Victor Alfred Paul Vignon was a French Impressionist landscape painter and graphic artist.
Background
His mother was Marie-Noémi Cadiot, a sculptor who worked under the name "Claude Vignon" (after a character from the novel Béatrix by Balzac). When he was born, she was the proprietor of a hotel which was decorated by Puvis de Chavannes in the 1850s, so he had an early introduction to art
Education
He studied with Camille Corot and Adolphe-Félix Cals.
Career
Originally, he worked in the Val-d"Oise, supplemented with trips to Clamart, Bougival, and Louisiana Celle-Saint-Cloud.

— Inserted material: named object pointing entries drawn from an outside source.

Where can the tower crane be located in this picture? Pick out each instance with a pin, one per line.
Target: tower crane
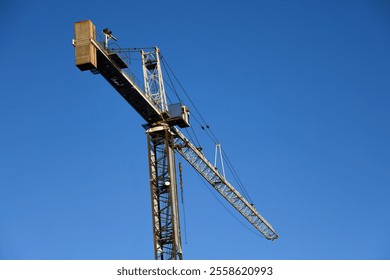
(164, 137)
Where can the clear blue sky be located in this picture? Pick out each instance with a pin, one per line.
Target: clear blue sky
(298, 92)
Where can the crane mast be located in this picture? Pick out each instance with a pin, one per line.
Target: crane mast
(163, 138)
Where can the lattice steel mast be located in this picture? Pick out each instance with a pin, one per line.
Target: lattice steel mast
(163, 138)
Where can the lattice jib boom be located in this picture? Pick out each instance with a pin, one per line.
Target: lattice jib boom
(211, 174)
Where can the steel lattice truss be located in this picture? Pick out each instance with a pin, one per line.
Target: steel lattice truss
(211, 174)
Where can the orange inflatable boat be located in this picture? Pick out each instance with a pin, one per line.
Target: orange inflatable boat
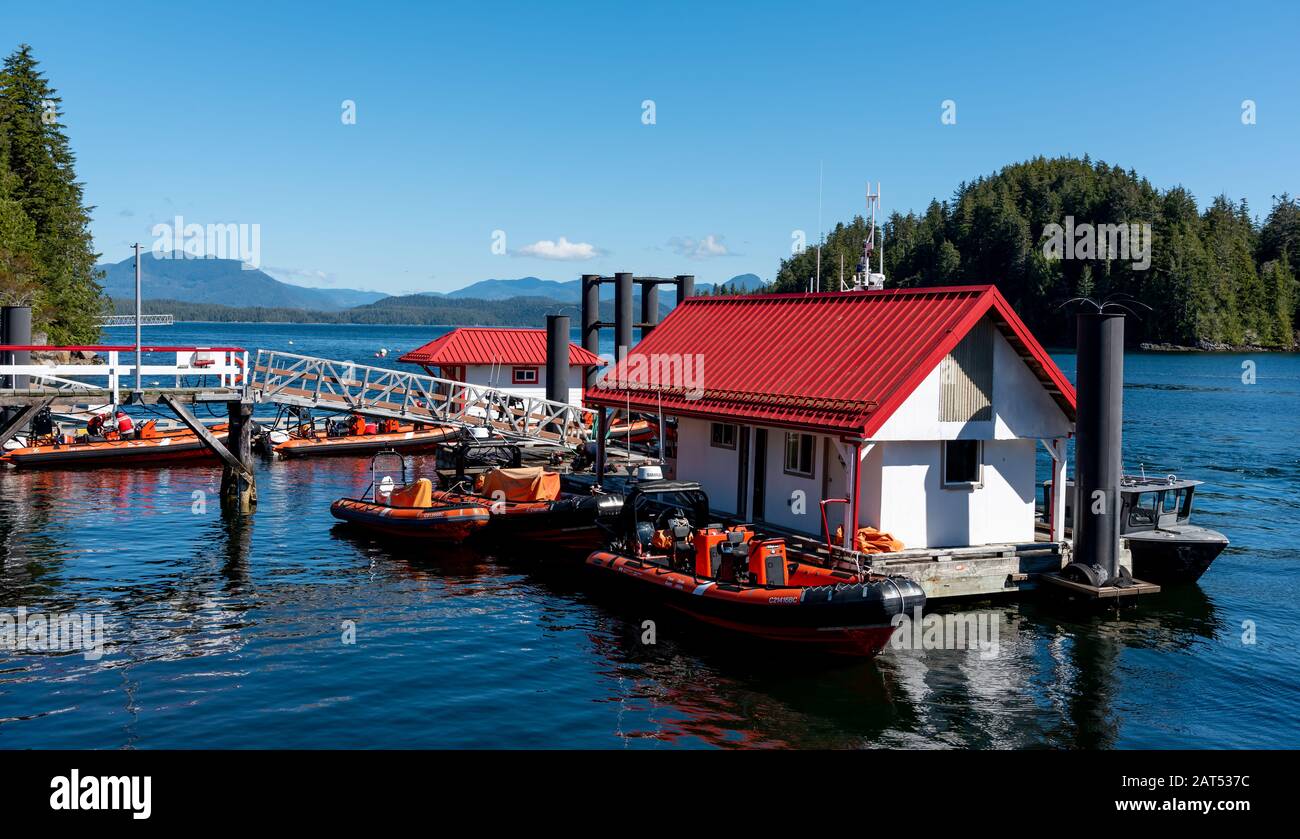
(151, 448)
(733, 580)
(394, 506)
(360, 437)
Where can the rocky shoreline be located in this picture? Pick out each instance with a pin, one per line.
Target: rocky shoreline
(1213, 346)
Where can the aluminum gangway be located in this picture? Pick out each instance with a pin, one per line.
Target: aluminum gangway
(333, 385)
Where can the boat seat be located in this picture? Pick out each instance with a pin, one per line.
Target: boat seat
(417, 494)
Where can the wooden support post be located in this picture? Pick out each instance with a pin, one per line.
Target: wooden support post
(238, 487)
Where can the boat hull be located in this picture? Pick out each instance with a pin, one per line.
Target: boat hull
(159, 450)
(1174, 556)
(364, 444)
(844, 618)
(567, 523)
(438, 523)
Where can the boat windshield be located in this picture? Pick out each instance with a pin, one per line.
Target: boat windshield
(1142, 513)
(1175, 505)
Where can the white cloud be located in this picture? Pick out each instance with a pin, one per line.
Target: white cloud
(707, 247)
(562, 250)
(302, 276)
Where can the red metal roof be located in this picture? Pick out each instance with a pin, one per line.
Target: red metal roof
(837, 362)
(482, 345)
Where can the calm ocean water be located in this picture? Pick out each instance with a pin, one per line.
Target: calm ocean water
(232, 635)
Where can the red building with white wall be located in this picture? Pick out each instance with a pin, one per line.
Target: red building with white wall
(923, 407)
(501, 358)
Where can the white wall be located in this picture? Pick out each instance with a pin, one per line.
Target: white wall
(1022, 407)
(698, 461)
(919, 511)
(798, 513)
(499, 377)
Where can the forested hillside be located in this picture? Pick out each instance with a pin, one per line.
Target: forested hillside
(1214, 276)
(46, 254)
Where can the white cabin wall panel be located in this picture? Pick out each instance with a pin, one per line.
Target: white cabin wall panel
(780, 500)
(700, 461)
(1022, 407)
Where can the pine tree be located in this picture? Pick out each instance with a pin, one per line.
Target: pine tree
(43, 184)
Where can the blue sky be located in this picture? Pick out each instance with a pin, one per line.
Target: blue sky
(528, 119)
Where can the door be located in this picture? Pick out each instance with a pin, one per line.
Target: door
(759, 472)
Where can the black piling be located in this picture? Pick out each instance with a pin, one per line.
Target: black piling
(1097, 449)
(592, 321)
(557, 358)
(685, 286)
(17, 331)
(649, 307)
(622, 314)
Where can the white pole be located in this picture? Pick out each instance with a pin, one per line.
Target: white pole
(138, 390)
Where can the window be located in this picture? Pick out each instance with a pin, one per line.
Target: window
(962, 463)
(1171, 505)
(722, 436)
(1143, 510)
(798, 454)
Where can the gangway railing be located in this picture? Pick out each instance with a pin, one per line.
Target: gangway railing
(317, 383)
(224, 367)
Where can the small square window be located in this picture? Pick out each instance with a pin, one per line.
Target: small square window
(798, 454)
(962, 463)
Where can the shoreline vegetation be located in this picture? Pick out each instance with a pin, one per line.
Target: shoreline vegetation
(1190, 277)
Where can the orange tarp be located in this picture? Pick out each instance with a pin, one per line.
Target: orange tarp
(523, 484)
(872, 541)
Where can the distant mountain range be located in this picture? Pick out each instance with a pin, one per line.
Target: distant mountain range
(220, 289)
(571, 290)
(221, 281)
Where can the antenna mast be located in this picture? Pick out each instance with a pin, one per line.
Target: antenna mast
(865, 279)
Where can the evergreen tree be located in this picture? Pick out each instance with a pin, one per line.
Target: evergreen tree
(1205, 279)
(43, 184)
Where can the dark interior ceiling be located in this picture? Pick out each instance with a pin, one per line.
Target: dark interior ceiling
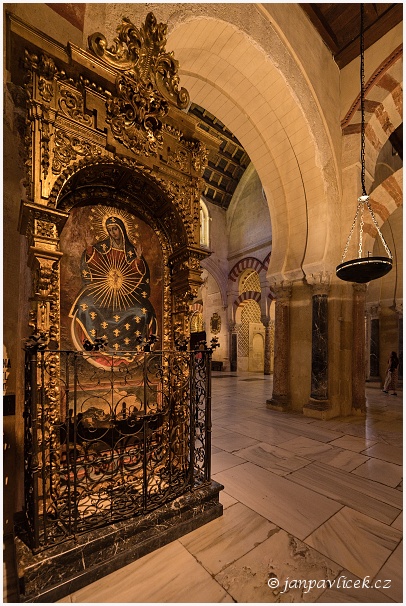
(339, 25)
(226, 166)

In the 1870s, he associated with Camille Pissarro and his circle in Auvers-sur-Oise. While there, he participated in the fifth, sixth and seventh Impressionist Exhibitions and was criticized by Claude Monet, who believed that his sharp outlines were not truly impressionistic.
The barrage of criticism had its effect and his work was rejected for several exhibitions, including the Salon.
Three years later, Pierre-Auguste Renoir and Paul Durand-Ruel helped organize a retrospective of his work. After his death, Renoir and Julie Manet-Rouart (the daughter of Berthe Morisot) organized another exhibition.